Шайлер ощущала, что зрение ее, как и все чувства, обострилось. Она понимала, что движется быстро — настолько быстро, что казалось, будто все остальные вокруг стоят на месте. И все же женщина двигалась так же стремительно, как и сама Шайлер, если не быстрее. Она перемахивала через узкие каналы, вьющиеся через город, уворачивалась от скоростных катеров и мчалась к другому берегу реки. Но Шайлер неслась за ней по пятам. Они двое превратились в размытое пятно на карте города. Девушка поймала себя на том, что погоня внезапно придала ей бодрости — она словно бы напрягла мышцы, о которых прежде и не подозревала.
В конце концов, когда Шайлер увидела, как женщина перепрыгнула с балкона на малозаметную лестничную площадку, она в отчаянии крикнула:
— Мама!
Но женщина не обернулась и быстро исчезла за дверью ближайшего палаццо.
Шайлер запрыгнула на ту же лестничную площадку, перевела дыхание и тоже вошла в здание, преисполнившись решимости выяснить, кто же на самом деле эта таинственная незнакомка.
ГЛАВА 2
Мими Форс понаблюдала за бурной деятельностью, кипящей в зале Джефферсона в Дачезне, и удовлетворенно вздохнула. Был вечер понедельника: занятия закончились, а еженедельное собрание Комитета было в разгаре.

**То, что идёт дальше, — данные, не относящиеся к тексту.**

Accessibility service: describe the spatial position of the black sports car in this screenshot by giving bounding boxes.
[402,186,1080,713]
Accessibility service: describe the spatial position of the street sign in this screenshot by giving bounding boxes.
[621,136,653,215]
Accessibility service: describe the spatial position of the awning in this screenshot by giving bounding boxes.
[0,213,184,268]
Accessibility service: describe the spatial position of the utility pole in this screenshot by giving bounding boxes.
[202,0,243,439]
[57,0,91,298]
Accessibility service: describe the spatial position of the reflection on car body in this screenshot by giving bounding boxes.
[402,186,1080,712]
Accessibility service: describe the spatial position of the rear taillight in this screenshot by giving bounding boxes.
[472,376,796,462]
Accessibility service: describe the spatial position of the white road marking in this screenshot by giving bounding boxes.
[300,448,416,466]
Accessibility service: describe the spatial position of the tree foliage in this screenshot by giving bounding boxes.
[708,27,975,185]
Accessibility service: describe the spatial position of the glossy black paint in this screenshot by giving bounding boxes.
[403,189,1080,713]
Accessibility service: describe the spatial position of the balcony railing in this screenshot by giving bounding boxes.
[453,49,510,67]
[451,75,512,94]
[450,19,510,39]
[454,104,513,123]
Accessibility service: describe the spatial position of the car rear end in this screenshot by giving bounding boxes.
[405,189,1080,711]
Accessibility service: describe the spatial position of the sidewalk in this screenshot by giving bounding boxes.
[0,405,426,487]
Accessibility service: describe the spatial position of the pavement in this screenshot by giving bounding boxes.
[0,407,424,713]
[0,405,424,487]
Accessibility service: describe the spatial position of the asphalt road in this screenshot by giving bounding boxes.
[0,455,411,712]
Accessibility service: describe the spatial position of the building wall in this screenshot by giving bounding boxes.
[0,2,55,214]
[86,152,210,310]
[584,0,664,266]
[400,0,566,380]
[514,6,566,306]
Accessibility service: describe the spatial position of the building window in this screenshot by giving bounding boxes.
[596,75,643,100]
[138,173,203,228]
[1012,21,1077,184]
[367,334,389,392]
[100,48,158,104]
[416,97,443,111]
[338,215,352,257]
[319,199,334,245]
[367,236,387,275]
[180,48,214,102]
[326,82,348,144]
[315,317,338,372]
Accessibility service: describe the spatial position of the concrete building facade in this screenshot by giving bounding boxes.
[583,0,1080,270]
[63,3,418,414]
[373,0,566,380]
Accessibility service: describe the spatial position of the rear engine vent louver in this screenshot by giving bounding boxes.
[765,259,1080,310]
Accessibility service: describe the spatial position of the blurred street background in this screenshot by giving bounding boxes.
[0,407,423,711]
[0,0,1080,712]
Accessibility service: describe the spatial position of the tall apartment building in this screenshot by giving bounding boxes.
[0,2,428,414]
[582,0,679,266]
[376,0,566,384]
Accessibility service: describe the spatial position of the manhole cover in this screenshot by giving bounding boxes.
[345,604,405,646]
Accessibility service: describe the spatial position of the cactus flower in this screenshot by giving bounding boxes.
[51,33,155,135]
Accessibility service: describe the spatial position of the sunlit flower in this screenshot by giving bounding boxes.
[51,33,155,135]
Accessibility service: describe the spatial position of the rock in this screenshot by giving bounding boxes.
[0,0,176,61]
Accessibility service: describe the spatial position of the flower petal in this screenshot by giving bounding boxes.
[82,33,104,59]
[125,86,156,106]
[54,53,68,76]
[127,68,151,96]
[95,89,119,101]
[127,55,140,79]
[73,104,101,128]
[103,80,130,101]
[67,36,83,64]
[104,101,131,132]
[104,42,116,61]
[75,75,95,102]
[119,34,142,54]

Усердные представители Голубой крови собрались небольшими группками у круглого стола, обсуждая последние штрихи к празднеству года, ежегодному балу Четырех сотен.
Белокурая, зеленоглазая Мими и ее брат Джек входили в число молодых вампиров, которым предстояло дебютировать на нынешнем балу. Эта традиция насчитывала не первый век. Вступление в Комитет, тайное и чрезвычайно могущественное сообщество вампиров, правящих Нью-Йорком, было лишь первым шагом. Представление молодых членов Комитета всему сообществу Голубой крови было куда важнее. Оно являлось подтверждением прошлой истории и будущих обязанностей вампира. Поскольку особы Голубой крови в каждом цикле — так вампиры называли срок, соответствующий продолжительности человеческой жизни, — возвращались в разных физических оболочках и под новыми именами, их представление, или так называемый дебют, играло чрезвычайно важную роль в процессе осознания.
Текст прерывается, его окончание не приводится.